I typically do that kind of query using lat/lon. Using spherical geometry, place the a bounding box around a particular point. For instance, if you have a place (X,Y) that you would like all coordinates within 1 mile (conversion to meters I'll leave being an exercise for that readers). You are able to determine a bounding box of (X-1,Y-1),(X+1,Y+1). Then you definitely query your points database while using BETWEEN operator (Choose foo FROM bar WHERE LAT BETWEEN X-1 AND X+1 AND LON BETWEEN Y-1 AND Y+1). Then you definitely do your detail distance calculation to "across the corners" of the bounding box.

The caveat is the fact that longitude line is closer together towards the top of the sphere, so you will get skewed results the even further away you're in the equator. However it still serves to rapidly filter lower your results sets.

Google "Great Circle Distance" for that information.

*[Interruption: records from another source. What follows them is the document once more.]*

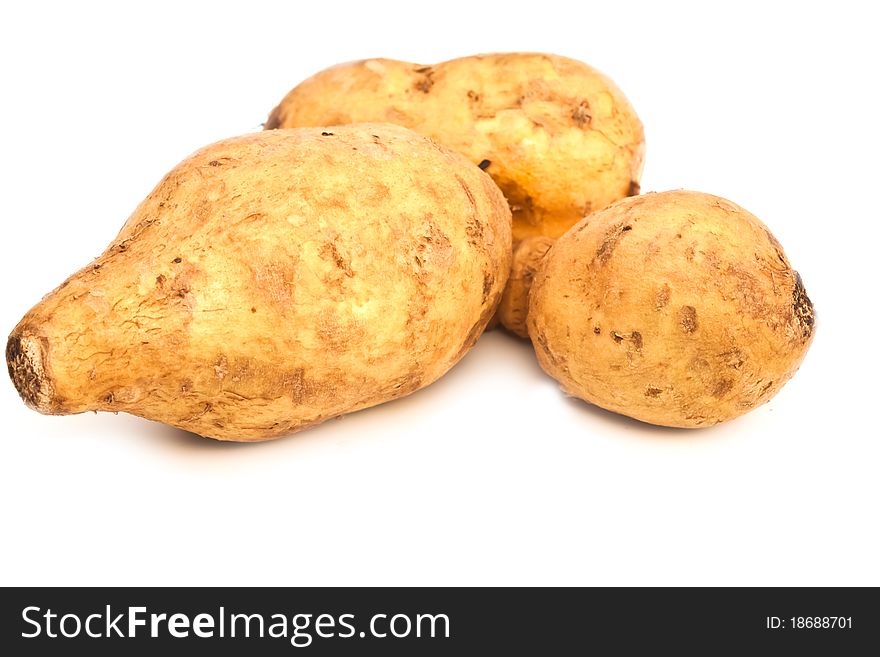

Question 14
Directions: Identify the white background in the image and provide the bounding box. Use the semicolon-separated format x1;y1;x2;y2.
0;0;880;586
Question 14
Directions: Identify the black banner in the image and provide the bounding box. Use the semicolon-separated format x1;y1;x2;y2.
0;588;880;655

EDIT: You will find .167469 levels of longitude per mile (it really ranges from .167469 to .014564), and .014483 levels of latitude per mile. So that your bounding box is (lat - (miles * 0.014483), lon - (miles * 0.167469)), (lat + (miles * 0.014483), lon + (miles * 0.167469))

Following on Erich - for those who have your decision use PostGIS (postgresql) it's free and free, does the queries you're explaining super rapidly, operates on just about all platforms, and i adore it's free?